Due to the absence of comprehensive, reliable, publicly-available data on patents and other intellectual property barriers in many low- and middle-income countries, we were unable to include this information in our analyses. We recognize the importance of national policies and registrations in market evolution, but had no access to this information. We lacked access to market intelligence for active principle ingredients, intermediates, and production costs; we also have no information on the use of wholesale procurement agencies. In the discussion section we hypothesize about aggressive pricing and incentives/disincentives for development of FDCs by manufacturers, but we did not conduct interviews with manufacturers to confirm our speculations.
Despite these limitations, our research provides valuable insight for those working to promote market efficiency in order to increase access to ARVs. This paper lays out the first logical steps toward better understanding the many ways that initiatives of international organizations affect ARV markets, and can be used to inform basic monitoring and evaluation systems of those organizations involved with market dynamics. Many organizations now routinely compile market intelligence data, but it needs to be made publicly available in reliable, synchronized and ready-to-use formats to support day-to-day procurement, decision making, and evaluation of interventions.

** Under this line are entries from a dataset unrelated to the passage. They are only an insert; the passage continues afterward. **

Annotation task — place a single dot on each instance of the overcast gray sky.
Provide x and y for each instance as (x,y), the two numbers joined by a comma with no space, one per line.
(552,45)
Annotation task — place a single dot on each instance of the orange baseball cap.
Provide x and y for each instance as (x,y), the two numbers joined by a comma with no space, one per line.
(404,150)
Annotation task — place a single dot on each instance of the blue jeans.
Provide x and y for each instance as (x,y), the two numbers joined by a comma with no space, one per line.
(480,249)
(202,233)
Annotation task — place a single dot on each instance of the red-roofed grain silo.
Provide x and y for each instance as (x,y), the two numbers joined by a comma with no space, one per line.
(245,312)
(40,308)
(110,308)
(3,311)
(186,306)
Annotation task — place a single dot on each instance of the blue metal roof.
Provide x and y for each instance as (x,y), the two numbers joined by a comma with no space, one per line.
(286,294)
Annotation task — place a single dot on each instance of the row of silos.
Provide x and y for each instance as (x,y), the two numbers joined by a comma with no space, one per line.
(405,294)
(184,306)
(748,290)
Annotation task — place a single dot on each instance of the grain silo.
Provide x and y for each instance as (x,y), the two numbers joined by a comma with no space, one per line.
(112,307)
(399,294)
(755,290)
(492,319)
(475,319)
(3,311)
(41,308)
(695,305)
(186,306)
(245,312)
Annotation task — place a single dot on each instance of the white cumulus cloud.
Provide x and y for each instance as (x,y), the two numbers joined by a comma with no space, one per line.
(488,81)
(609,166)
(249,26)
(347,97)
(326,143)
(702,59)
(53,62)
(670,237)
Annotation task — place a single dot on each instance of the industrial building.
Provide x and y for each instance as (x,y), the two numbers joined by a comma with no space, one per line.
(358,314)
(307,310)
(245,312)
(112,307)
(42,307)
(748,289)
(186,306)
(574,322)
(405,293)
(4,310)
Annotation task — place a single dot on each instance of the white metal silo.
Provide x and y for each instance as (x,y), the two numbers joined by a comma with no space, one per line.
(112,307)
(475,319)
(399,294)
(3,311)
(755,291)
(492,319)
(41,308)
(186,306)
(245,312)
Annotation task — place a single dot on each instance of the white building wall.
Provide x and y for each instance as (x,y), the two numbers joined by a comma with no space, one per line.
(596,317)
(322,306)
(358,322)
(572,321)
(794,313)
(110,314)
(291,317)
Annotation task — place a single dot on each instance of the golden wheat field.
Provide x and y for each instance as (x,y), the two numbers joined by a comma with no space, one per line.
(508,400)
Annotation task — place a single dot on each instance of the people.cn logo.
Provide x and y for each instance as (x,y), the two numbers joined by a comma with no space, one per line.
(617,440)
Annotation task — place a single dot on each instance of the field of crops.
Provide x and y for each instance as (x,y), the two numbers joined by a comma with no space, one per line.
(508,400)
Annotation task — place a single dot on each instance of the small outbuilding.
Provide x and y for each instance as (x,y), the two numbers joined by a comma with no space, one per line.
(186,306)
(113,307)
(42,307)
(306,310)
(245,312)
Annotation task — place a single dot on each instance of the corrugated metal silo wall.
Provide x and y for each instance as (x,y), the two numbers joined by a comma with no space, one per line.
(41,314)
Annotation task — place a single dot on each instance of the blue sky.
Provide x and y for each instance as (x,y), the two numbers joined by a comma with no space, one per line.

Lastly, we note the need to follow this work with research using predictive and econometric methods to build a more solid evidence base for policy making. That said, isolating the impact of a single intervention amidst the ever-changing and crowded landscape of a global market may not be possible and/or may require adaptation or development of new research methods.
Finally, any gains in market efficiency and access to ARVs must ultimately be linked to health outcomes to ensure that the overarching public health goals are achieved. This paper examines relationships between global policies and market dynamics but additional research is needed to better understand relationships between these types of policies and health outcomes (e.g., resistance, treatment failure, progression to 2nd and 3rd line regimens).